Hybrid SPECT/CT systems have improved over the past decade to a level to provide cross-sectional details of axilla along with fine morphological details of the lymph nodes during SLNB [29]. No additional intervention is required except for an additional 10–15 min for the scan. Low-dose CT with improved modern algorithms provides a global view of breast drainage areas at a negligible absorbed dose. According to the measured DLP from the low-dose CT performed in our study, none of the cases exceeded 3.0 mSv in our one-day protocol study. Our research is unique in evaluating the feasibility of RNL SPECT/CT during SLNB as a potential tool for providing anatomical axillary levels and morphological features of potentially involved lymph nodes. These data can be carefully translated into low and high axillary nodal burden, which can help surgeons decide whether to go for ALND or otherwise. In our study, surgeons decided on ALND on two patients, entirely relying on the CT characterization and GPD when the SPECT images were negative. Therefore, CT findings of abnormal lymph node morphology were used as a reason for the surgeon to remove these nodes even when they were not seen on the PS or SPECT images. Besides, six patients demonstrated uptake in axillary lymph nodes using the gamma detector probe initially not seen on the delayed planer and SPECT images. These explain why the number of excised lymph nodes (n = 706) exceeds the number of hot LNs (n = 178). Hot nodes labeled as SLN are not necessarily metastatic; negative LNs on scintigraphy are not always clear of disease. Although the EANM guidelines (2013) state that removing more than five nodes from the axilla does not result in marked improvement in sensitivity of axillary biopsy, the average number of excised nodes in our study was around eight nodes per axilla. The higher number relates to the threshold of the surgeons operating in such cases in our center.

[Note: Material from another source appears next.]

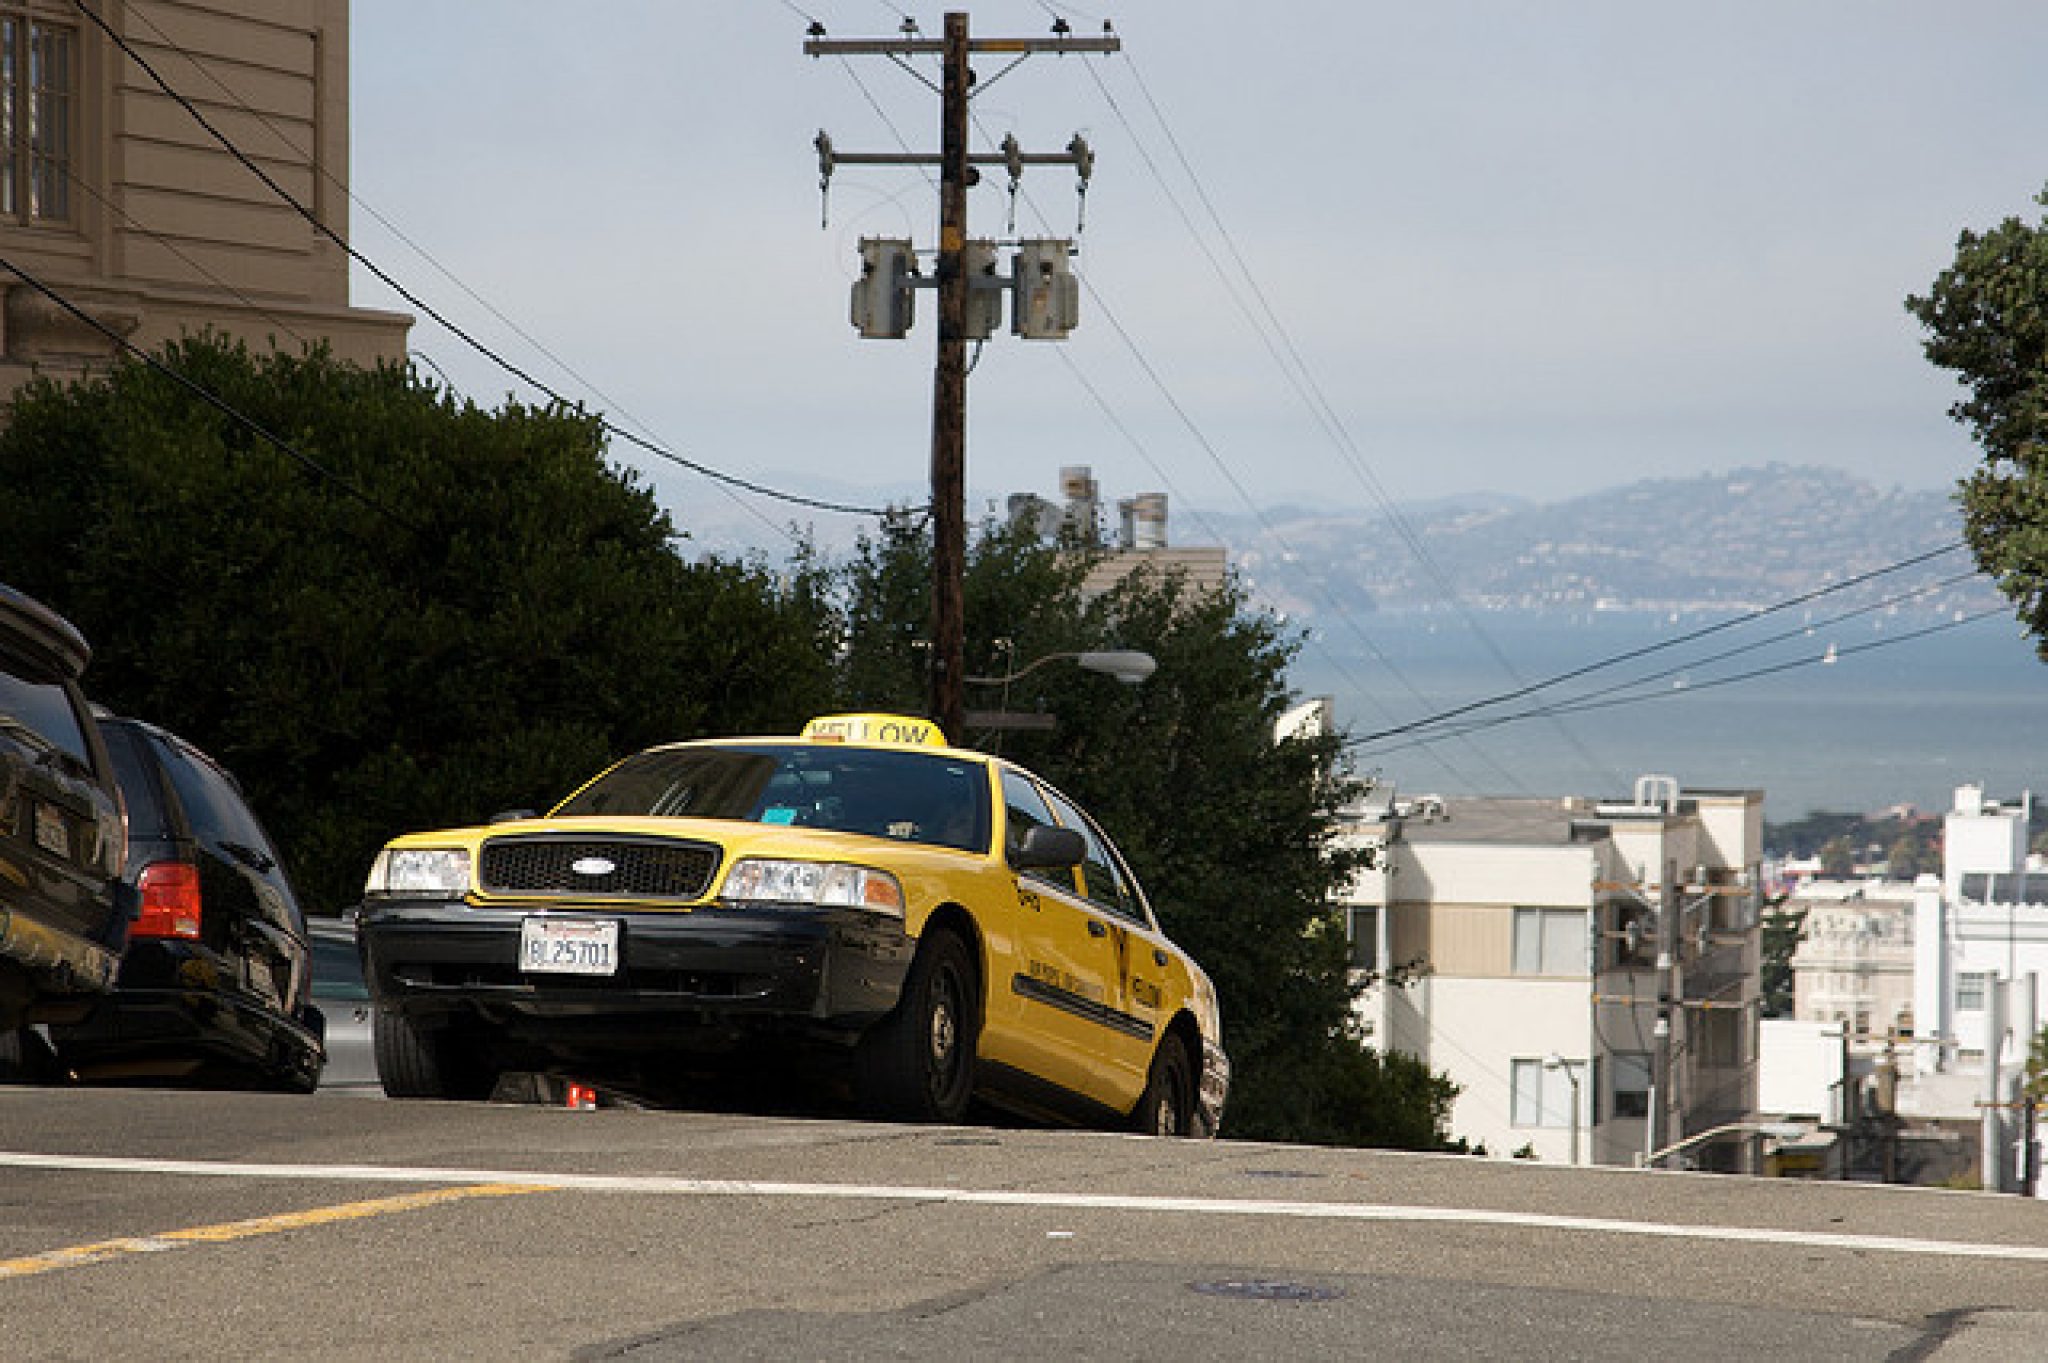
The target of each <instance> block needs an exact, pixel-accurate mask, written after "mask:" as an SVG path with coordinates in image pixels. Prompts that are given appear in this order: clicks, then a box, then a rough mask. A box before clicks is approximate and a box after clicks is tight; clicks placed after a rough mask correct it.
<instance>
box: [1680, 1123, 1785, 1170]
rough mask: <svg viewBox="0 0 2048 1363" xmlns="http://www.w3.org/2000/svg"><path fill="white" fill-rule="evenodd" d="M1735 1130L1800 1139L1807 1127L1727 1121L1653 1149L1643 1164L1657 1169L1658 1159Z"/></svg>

Additionally, SPECT/CT showed (26 LNs) 17% more nodes (178 vs. 152), indicating significant statistical significance (P = 0.05) compared to PS alone, of which 4/26 nodes (15%) turned to be metastatic on histopathology. The current study explored the potential of SLNB with SPECT/CT imaging protocol as a potential tool for clinical staging of the axilla; however, more detailed prospective studies are required to evaluate the possibility of inclusion of SLNB with SPECT/CT as an adjunct imaging modality during the pre-surgical clinical axillary nodal staging of breast cancer.

Limitations of the study

The study's limitations include a small cohort; however, further studies are continued to explore the utility of the current initial experience of applying SLNB SPECT/CT in TNM staging of breast cancer. In addition, although the CT component also details the primary tumor, tumor multifocality, and the status of the contralateral axilla, mediastinum, and lungs, those findings are beyond this manuscript's scope.

Conclusions

Cross-sectional SPECT/CT imaging detects a higher number of nodes when compared to PS. Additionally, the CT part provides anatomical information on the bilateral axillary levels, bilateral breast, lungs, mediastinum, and morphology of lymph nodes, which can restage the disease and significantly impact pre- and post-surgical management of the patients in terms of pre-surgical cTNM and selective ALND. However, further protocol optimization is needed on a larger cohort to justify adding this protocol in initial axillary nodal staging.